Each gesture's CopperLan assignment is stored in the GECO document. As soon as you load a particular document, the connections will automatically be configured again. More even, when you switch to different documents, all the CopperLan assignments will be switched around without any required intervention on your behalf.

Network Transparent

CopperLan automatically finds all the enabled devices and computers on your network and shows a uniform view in the CopperLan Manager.

This makes it very easy to make several devices collaborate together or to offload processing power from one computer by spreading the applications over several different ones.

Working With Documents

GECO has been designed to be always operational and to allow any changes to be performed at any time. You can freely load, save or create documents while you're performing through gestures.

Each document stores the document configuration, colours, output port, and decimation. They will immediately apply as soon as you load a document, making this a perfect way to switch between different setups on the fly. We're investigating ways to make this possible without having to use your mouse. This is one of the features that will be further developed in future versions of GECO.


The global preferences are active for the whole application and aren't stored with a particular document.

Startup preferences

The startup preferences change the automatic behaviour of the application when it starts up.

Open last active document

When checked, GECO will automatically load your last document at startup. This is particularly handy for a live performance scenario where you want to restore the environment you prepared during rehearsal.

Restore window visibility

When checked, the last visibility status of the main window will be restored. So if it was closed when GECO last quit, it will be closed when the application starts up again, otherwise it will be visible. When this preference is unchecked, the main window will always be visible.

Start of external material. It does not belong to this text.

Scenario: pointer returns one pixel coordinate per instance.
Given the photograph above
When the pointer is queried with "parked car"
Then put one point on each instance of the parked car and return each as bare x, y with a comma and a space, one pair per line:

The performance preferences allow you to fine-tune the application behaviour for the impact on the CPU.

Limit background FPS

When checked, GECO will detect when it's running in the background and will limit the frame rate of the rendering. This will reduce its CPU requirements without having to close the window or hide the live view, at the expense of choppy rendering.

Dexterity detection

Since GECO can't technically look at the shapes of your hands to determine which one is your left and which one is your right, we implemented several dexterity detection methods. If the default smart dexterity detection doesn't suit you, maybe one of the others correspond more closely to how you're using GECO.

Openness detection

In certain situations, the hand open or closed detection can be unreliable and GECO might intermittently switch between openness states. Increasing this slider makes the openness detection more robust, but at the expense of additional latency between openness changes.

When the slider is fully to the left, the openness changes are instant but might have erroneous detections. When the slider is fully to the right, the openness changes are very robust but the latency between changes is clearly noticeable.